Mapbox Visual Center Algorithm: arcpy

quadtree

On Monday, Mapbox published a JavaScript implementation of a fast algorithm for finding the visual center of a polygon using quadtrees (blog, code). I took a stab at it using Python/arcpy in ArcGIS:

def quadify(poly): # split polygon into quads
    ext = poly.extent
    TM = arcpy.Point((ext.XMin+ext.XMax)/2,ext.YMax)
    LM = arcpy.Point(ext.XMin,(ext.YMin+ext.YMax)/2)
    BM = arcpy.Point((ext.XMin+ext.XMax)/2,ext.YMin)
    RM = arcpy.Point(ext.XMax,(ext.YMin+ext.YMax)/2)
    TL = arcpy.Polygon(arcpy.Array([ext.upperLeft,LM,poly.centroid,TM]),sr)
    TR = arcpy.Polygon(arcpy.Array([TM,poly.centroid,RM,ext.upperRight]),sr)
    BL = arcpy.Polygon(arcpy.Array([LM,ext.lowerLeft,BM,poly.centroid]),sr)
    BR = arcpy.Polygon(arcpy.Array([poly.centroid,BM,ext.lowerRight,RM]),sr)
    return [TL,TR,BL,BR]
def inspect(quad,poly): # calculate quad radius & quad center to polygon distance
    poly_boundary = poly.boundary()
    quad_center = arcpy.PointGeometry(quad.centroid,sr)
    radius = quad_center.distanceTo(quad.firstPoint)
    q_dist = poly_boundary.queryPointAndDistance(quad_center)
    dist = q_dist[2] if q_dist[3] else -q_dist[2]
    return dist + radius
def loop_quads(quads): # evaluate the quads & return if in the top 10% of values
    max_quads = []
    max_dist = 0
    dists = {}
    for quad in quads:
        cur_dist = inspect(quad,row[0])
        dists[cur_dist] = quad
        max_dist = cur_dist if cur_dist > max_dist else max_dist
        out_polys.append(quad)
    for k,v in dists.iteritems():
        if k > max_dist * 0.90: # precision = 90%
            max_quads.append(v)
    return max_quads
fc = 'wetlands_select' # feature class/layer
sr = arcpy.Describe(fc).spatialReference # spatial reference
out_polys = []
out_points = []
with arcpy.da.SearchCursor(fc,'SHAPE@',spatial_reference=sr) as cursor: # loop polygons
    for row in cursor:
        ext = row[0].extent
        center = arcpy.PointGeometry(arcpy.Point((ext.XMin+ext.XMax)/2,(ext.YMin+ext.YMax)/2),sr)
        radius = max(center.distanceTo(ext.upperLeft),center.distanceTo(ext.upperRight),center.distanceTo(ext.lowerLeft),center.distanceTo(ext.lowerRight))
        circle = center.buffer(radius)
        quads = quadify(circle) # start with global circle
        for i in range(10): # quadify 10x
            max_quads = loop_quads(quads) # evaluate current set of quads
            quads = []
            for quad in max_quads:
                quads += quadify(quad)
        out_points.append(arcpy.PointGeometry(quad.centroid,sr)) # return one of the best quad centers
arcpy.CopyFeatures_management(out_polys,r'in_memory\polys')
arcpy.CopyFeatures_management(out_points,r'in_memory\points')

Notes:

I’m not 100% sure that this emulates the base Mapbox algorithm, and I didn’t attempt to implement the “priority queue” enhancement.

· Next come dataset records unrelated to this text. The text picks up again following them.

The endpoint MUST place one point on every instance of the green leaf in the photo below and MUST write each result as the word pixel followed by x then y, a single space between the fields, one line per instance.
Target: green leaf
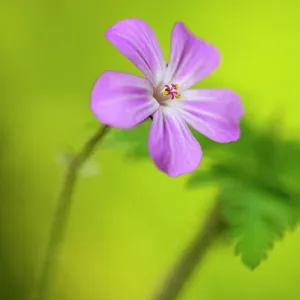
pixel 256 219
pixel 200 178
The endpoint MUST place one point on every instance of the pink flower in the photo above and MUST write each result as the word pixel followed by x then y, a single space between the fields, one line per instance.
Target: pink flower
pixel 124 101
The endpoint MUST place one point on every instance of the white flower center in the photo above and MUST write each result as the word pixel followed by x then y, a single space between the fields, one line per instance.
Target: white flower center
pixel 170 92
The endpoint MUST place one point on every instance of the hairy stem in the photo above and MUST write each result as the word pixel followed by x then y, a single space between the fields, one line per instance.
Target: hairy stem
pixel 62 212
pixel 192 257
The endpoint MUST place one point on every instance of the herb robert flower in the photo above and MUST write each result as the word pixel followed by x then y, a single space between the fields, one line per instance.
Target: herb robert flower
pixel 123 100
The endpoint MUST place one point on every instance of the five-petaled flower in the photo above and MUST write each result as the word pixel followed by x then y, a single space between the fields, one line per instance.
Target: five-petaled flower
pixel 124 101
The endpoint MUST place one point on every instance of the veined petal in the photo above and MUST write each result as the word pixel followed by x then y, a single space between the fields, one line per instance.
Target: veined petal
pixel 135 39
pixel 172 146
pixel 215 113
pixel 122 100
pixel 191 59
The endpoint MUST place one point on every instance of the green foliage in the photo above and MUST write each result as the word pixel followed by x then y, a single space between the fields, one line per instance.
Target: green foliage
pixel 258 178
pixel 256 218
pixel 259 188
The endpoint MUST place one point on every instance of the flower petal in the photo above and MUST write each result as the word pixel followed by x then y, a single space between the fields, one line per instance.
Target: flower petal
pixel 215 113
pixel 135 39
pixel 122 100
pixel 191 59
pixel 172 146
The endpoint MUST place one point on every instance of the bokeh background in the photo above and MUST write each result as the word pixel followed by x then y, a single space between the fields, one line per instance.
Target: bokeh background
pixel 129 222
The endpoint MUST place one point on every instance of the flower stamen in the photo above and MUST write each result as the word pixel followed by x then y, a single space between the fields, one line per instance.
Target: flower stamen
pixel 171 91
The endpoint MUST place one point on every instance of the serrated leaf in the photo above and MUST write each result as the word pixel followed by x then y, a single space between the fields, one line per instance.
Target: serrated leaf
pixel 256 219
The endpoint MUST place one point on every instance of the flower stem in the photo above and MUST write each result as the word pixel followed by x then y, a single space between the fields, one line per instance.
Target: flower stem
pixel 192 257
pixel 62 212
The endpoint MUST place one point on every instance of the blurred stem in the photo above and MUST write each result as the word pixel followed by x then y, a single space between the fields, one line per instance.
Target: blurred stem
pixel 192 256
pixel 62 212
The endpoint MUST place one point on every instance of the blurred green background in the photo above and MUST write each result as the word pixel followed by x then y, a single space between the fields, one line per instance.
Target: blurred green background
pixel 129 222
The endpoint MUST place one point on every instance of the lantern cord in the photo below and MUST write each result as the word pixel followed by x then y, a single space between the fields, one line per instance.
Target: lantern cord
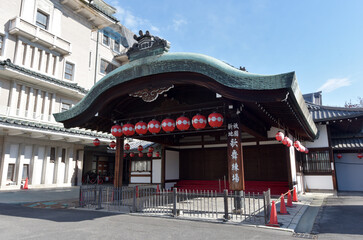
pixel 285 99
pixel 170 113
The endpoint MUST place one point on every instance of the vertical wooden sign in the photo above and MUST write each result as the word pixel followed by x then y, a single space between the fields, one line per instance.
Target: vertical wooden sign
pixel 119 163
pixel 235 158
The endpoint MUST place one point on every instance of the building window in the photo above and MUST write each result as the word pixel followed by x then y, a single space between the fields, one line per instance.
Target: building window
pixel 11 168
pixel 1 44
pixel 106 67
pixel 69 71
pixel 52 155
pixel 42 20
pixel 106 40
pixel 316 161
pixel 65 106
pixel 116 46
pixel 25 172
pixel 63 155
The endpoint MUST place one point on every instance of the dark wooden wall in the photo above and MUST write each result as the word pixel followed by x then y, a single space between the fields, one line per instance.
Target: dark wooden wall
pixel 261 163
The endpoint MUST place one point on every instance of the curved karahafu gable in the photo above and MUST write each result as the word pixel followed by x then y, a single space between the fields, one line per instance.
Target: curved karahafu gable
pixel 221 73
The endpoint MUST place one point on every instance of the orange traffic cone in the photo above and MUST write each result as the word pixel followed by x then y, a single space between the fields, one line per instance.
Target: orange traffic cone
pixel 294 196
pixel 282 205
pixel 273 216
pixel 26 184
pixel 289 200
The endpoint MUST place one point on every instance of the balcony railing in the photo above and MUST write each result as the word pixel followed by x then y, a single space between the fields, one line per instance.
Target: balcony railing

The results are somewhat sensitive to the precision factor, but I suppose that’s the be expected with a speed algorithm.

I realize that you can calculate a label point much easier within ArcGIS using out-of-the-box tools. This was just me exploring the algorithm.

Anyhow, I welcome your comments on the code above!